Aliás, a causa principal do problema da dívida, para os comunistas, está “no abandono do aparelho produtivo, na desproteção do mercado interno, nas privatizações, no favorecimento do grande capital e da especulação financeira e, claro, na integração no euro”. É perante isto que os comunistas desafiam sobretudo o PS para uma “ação decisiva” nesta matéria. E ainda argumentam quanto à ineficácia da solução do Governo: ”

As chamadas micro soluções podem mitigar momentaneamente o problema mas não o resolvem (…) Mesmo que fossem adotadas, essas micro soluções viriam sempre acompanhadas de imposições inaceitáveis, semelhantes às do pacto da troika ou às aplicadas à Grécia”

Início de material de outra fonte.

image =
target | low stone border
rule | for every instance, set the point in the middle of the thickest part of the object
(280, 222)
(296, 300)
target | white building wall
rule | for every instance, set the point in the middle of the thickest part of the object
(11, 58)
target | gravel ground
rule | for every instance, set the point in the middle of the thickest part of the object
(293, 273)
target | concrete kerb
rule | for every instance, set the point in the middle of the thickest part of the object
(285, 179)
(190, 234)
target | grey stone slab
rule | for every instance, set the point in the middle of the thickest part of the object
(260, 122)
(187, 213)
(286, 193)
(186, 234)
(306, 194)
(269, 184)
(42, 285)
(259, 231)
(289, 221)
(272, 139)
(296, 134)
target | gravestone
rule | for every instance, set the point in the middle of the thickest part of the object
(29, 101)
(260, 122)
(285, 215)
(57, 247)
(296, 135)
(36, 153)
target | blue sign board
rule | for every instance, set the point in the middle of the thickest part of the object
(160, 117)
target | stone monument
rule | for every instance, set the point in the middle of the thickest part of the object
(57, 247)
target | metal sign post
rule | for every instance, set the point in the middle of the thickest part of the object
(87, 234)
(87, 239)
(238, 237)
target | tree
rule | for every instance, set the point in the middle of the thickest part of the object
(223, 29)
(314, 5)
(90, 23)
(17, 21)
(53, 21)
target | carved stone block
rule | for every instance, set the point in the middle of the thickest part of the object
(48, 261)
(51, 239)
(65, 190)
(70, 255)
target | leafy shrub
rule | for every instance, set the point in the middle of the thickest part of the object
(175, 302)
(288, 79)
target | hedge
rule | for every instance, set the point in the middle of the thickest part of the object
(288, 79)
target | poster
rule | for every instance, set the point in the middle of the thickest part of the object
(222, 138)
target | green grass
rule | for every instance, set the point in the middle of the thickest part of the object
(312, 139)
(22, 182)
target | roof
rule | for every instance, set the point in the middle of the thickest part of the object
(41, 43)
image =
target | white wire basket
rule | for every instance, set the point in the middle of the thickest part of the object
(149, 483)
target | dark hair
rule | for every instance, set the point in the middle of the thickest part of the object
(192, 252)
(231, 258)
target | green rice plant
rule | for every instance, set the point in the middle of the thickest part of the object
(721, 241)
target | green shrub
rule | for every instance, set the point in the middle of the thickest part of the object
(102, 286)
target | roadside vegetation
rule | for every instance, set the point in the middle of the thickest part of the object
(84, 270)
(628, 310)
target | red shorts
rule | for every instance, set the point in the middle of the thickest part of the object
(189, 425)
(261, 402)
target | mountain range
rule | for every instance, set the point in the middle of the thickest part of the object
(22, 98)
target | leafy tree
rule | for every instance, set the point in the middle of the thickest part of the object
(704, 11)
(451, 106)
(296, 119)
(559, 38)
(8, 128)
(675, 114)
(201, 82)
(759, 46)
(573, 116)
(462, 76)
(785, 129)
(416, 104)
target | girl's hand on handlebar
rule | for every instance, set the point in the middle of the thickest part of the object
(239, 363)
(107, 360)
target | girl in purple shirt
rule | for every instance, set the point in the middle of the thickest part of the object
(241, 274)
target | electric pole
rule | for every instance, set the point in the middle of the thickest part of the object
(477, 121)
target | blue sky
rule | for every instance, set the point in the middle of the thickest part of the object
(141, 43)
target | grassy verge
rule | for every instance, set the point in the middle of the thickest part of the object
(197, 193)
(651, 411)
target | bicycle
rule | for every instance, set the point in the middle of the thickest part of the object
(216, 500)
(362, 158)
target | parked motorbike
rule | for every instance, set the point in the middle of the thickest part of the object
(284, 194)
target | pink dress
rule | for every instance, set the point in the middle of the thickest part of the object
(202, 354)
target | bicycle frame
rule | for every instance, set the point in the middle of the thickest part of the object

E o que são estas “micro soluções” do Governo que não chegam para os comunistas? “Mutualizar dívida na zona euro, reduzir taxas de empréstimos na União Europeia, fixar condições de financiamento iguais para os estados-membros ou o repatriamento dos juros pagos pelo BCE ou da zona euro”, explicou Paulo Sá.

A distância entre as partes é tão grande que o PS decidiu até chumbar a iniciativa que o PCP tinha preparado para trazer o tema a debate no Parlamento. Tal como o Observador avançou esta manhã, os socialista não vão apoiar a iniciativa comunista de uma comissão eventual para avaliar e acompanhar o endividamento público e externo”. As condições para o PCP conseguir aprovar a comissão ficam feridas de morte, já que a direita não acompanha a urgência do PCP neste debate e muito menos nos moldes traçados pelo partido.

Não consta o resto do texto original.